Starring: Aleks Paunovic, Lee Majdoub and Lisa Durupt
Directed by: Lisa Ovies
Running Time: 83 minutes
After years on the festival circuit, “Puppet Killer” is finally getting a wide release thanks to Regal Cinemas. “Puppet Killer,” which I saw back in 2019 at Panic Fest, has slowly picked up dozens of awards on the festival circuit, most likely delighting audiences like the one I was in attendance with before the pandemic descended on America. It’s zany, silly, dumb and gory. I say dumb with affection because this movie knows what tropes it’s making fun of and leans heavily into them throughout. So, if you’re a fan of the slasher genre, this is a potential gory classic waiting for you to watch.
Jamie (Paunovic) has had a stereotypical horror life. As a baby, he’s gifted a puppet, named Simon (Majdoub), by his horror movie obsessed mother. As he grows older, he and his mom develop a Christmas tradition of watching horrors next to their lit-up Christmas tree; while the puppet becomes a mainstay of their lives. Unfortunately, Jamie’s mom succumbs to cancer and the horror around the holiday’s tradition dies with his step mom who see no need for blood and guts with her Christmas cheer. So predictably, she meets an untimely fate. Cut forward to the present where Jamie, who is now in high school, is about to revisit that home where his stepmom died with five friends who are unknowingly about to meet Simon.

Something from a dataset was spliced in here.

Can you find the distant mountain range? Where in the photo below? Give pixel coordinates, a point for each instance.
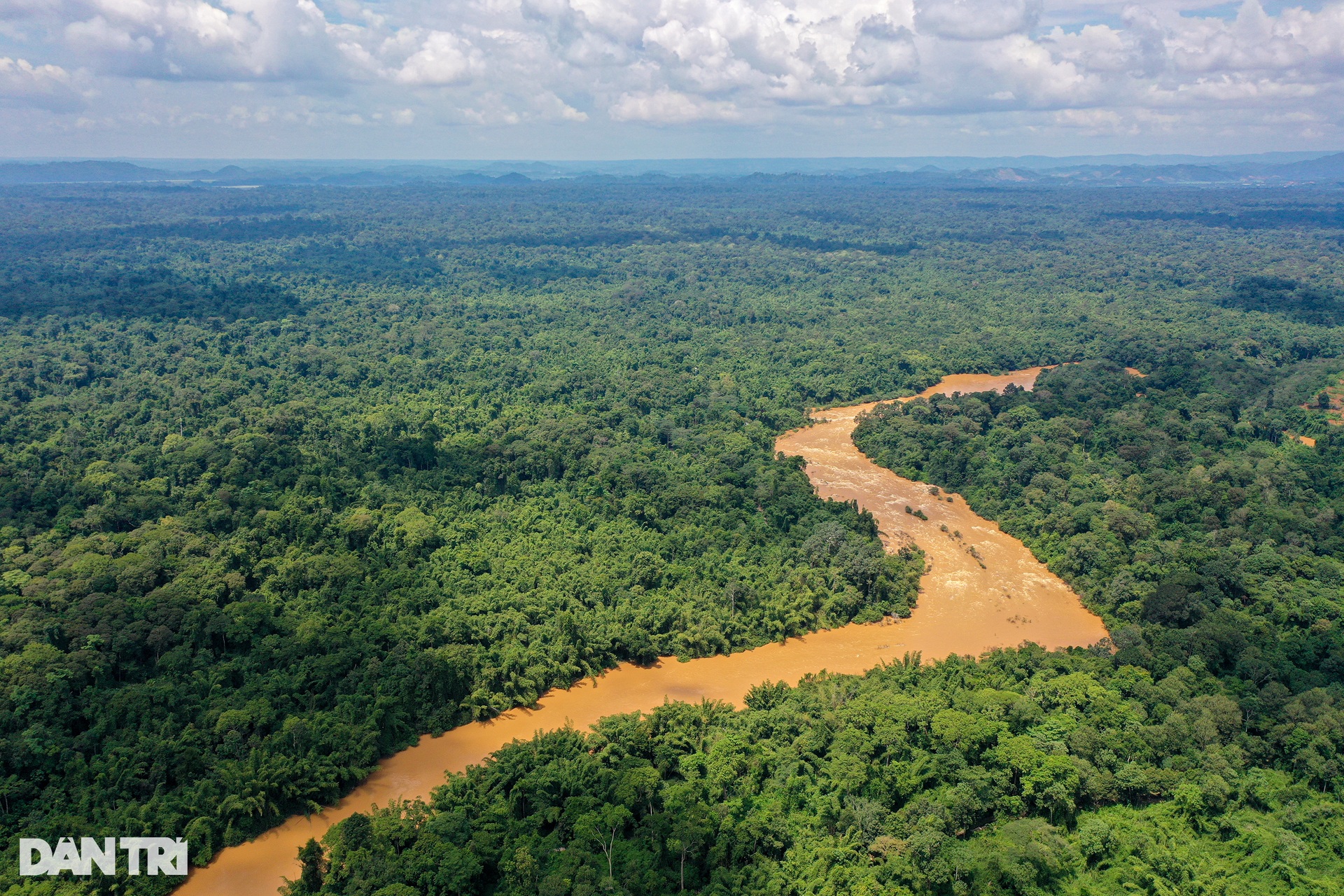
(1100, 171)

“Puppet Killer” is not an introductory film for horror newbies because so much of the plot, humor and kills rely on horror film knowledge. For instance, if you don’t understand why it’s consistently funny that Jamie and his friends are in high school, whilst the actors are all easily 30+, if not 40+, then you’ll need to load up on slasher films before even getting one of the film’s best running gags. For those curious minds, you’ll either have a stack of horror film homework to watch before attempting a viewing of “Puppet Killer” or your horror film knowledge will help you pass the test with flying colors as you laugh along with the absurdity of the film.

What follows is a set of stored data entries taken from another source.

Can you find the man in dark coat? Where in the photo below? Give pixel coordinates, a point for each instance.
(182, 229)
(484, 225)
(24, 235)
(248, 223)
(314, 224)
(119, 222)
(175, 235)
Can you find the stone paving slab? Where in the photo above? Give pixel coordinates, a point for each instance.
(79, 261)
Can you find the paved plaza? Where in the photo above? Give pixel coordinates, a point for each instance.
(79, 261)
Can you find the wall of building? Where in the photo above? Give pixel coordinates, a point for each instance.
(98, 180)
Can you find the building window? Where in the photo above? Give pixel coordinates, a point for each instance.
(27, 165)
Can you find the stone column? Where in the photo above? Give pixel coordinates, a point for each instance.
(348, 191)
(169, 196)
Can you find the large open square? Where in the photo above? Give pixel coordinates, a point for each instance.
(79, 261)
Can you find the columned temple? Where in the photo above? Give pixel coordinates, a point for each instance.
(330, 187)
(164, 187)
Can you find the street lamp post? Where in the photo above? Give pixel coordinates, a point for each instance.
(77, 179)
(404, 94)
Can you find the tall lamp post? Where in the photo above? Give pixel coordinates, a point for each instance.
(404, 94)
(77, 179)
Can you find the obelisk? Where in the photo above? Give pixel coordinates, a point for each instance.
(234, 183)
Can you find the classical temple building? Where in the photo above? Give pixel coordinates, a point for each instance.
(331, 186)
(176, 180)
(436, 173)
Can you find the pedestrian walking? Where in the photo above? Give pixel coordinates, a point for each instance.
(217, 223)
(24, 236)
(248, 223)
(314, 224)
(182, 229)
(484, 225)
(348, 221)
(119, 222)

I say this because a huge charm with “Puppet Killer” is self-awareness. Not only does this film know and understand its horror roots, but on a second level it understands it’s indie and leans heavily into the esthetics of a shoestring budget film. Any minor complaints I may have I’ve decided not to bother mentioning because “Puppet Killer” has this low budget charm that’s hard to ignore. I’d love to believe this is a film destined to become a midnight cult classic, but it’s hard to gauge which films have that gusto, or if the idea of a film becoming a cult classic is simply a part of an era that has passed us as we drift closer to more films being streamed. Regardless, horror fans will remember “Puppet Killer” for years if they stumble across this diamond in the rough.